Ablitech, Inc.
- Industry: Biotechnology
- Founded: 2006
- Founder: Dr. Lisa Kemp Dr. Nick Hammond Dr. Kenneth Malone
- Headquarters: Baltimore, Maryland

= Ablitech, Inc. =

Ablitech, Inc. is a biotechnology company founded in Hattiesburg, Mississippi, that specializes in the development and commercialization of platform technologies that heal and protect the human body. The corporation relocated to Baltimore, Maryland in early 2012 and is located at the University of Maryland BioPark.

==History==
Ablitech was co-founded in 2006 by Dr. Lisa Kemp, Dr. Nick Hammond and Dr. Kenneth Malone on technology licensed from The University of Southern Mississippi.

The formation of Ablitech was a direct result of the National Science Foundation program IGERT – an “interdisciplinary training program, educating U.S. Ph.D. scientists and engineers by building on the foundations of their disciplinary knowledge with interdisciplinary training.”

In 2007, Ablitech received a SBIR Phase I for the development of a bio-transformable drug-eluting coronary stent. Then in 2008 they received another SBIR Phase I for the development of a cancer therapy.

Ablitech received the Mississippi Seed Fund Research and Development investment in 2009 and in 2010. Managed by the Mississippi Technology Alliance, the Mississippi Seed Fund provides high-tech, start-up companies with access to pre-seed financing, early stage risk capital, and product development capital to stimulate and accelerate the development of high-performance, technology-based business ventures in Mississippi.

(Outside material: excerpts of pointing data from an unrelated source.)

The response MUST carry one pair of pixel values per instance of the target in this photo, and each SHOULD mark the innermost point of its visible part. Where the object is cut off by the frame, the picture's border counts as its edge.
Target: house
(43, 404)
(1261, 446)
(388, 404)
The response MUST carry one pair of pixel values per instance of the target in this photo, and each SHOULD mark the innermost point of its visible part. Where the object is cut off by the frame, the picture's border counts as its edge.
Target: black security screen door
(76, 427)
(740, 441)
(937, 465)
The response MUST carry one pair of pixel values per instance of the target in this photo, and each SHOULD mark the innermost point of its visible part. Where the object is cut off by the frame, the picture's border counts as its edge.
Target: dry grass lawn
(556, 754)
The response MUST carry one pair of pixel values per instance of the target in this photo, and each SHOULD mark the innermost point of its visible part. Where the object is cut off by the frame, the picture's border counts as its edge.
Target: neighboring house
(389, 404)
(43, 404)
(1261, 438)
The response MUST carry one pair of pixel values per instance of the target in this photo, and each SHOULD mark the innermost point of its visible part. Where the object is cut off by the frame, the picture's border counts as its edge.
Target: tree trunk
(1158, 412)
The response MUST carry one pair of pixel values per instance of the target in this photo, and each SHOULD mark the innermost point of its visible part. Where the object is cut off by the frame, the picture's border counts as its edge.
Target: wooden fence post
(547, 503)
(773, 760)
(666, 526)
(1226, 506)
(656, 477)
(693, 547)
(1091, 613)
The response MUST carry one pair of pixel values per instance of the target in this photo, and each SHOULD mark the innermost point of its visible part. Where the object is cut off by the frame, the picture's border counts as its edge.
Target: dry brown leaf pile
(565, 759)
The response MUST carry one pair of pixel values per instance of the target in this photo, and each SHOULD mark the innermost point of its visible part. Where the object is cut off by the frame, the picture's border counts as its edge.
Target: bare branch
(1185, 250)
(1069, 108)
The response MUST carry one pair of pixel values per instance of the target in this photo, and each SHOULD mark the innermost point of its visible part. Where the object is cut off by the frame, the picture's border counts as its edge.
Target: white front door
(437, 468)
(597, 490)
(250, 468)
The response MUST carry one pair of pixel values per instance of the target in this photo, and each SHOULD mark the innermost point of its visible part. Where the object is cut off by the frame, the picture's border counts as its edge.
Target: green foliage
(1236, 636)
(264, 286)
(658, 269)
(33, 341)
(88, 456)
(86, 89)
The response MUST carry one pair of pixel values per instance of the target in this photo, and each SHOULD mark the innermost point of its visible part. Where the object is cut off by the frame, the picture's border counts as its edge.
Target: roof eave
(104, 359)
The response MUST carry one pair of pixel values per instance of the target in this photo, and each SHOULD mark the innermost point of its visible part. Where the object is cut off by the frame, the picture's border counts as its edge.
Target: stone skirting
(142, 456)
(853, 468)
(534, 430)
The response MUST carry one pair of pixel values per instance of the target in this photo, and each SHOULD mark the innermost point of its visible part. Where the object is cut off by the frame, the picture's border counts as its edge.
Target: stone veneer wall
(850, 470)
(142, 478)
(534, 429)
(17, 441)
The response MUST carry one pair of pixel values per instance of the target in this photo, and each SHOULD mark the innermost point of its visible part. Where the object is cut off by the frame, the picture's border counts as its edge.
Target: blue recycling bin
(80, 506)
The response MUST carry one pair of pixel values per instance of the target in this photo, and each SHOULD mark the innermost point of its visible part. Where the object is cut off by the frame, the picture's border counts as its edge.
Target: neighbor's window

In 2011, Ablitech received a $2 million grant from the Department of Defense to develop a siRNA based therapy for heterotopic ossification.

==Research==

Ablitech's signature product, VersadelTM, is a nucleic acid platform delivery technology that “provides a non-toxic, biocompatible method for the systemic and local delivery of antisense DNA and siRNA in the body.”

==Awards==

- Invent Your Future, 2006
- National FedEx Technology Business Plan Competition, 2006.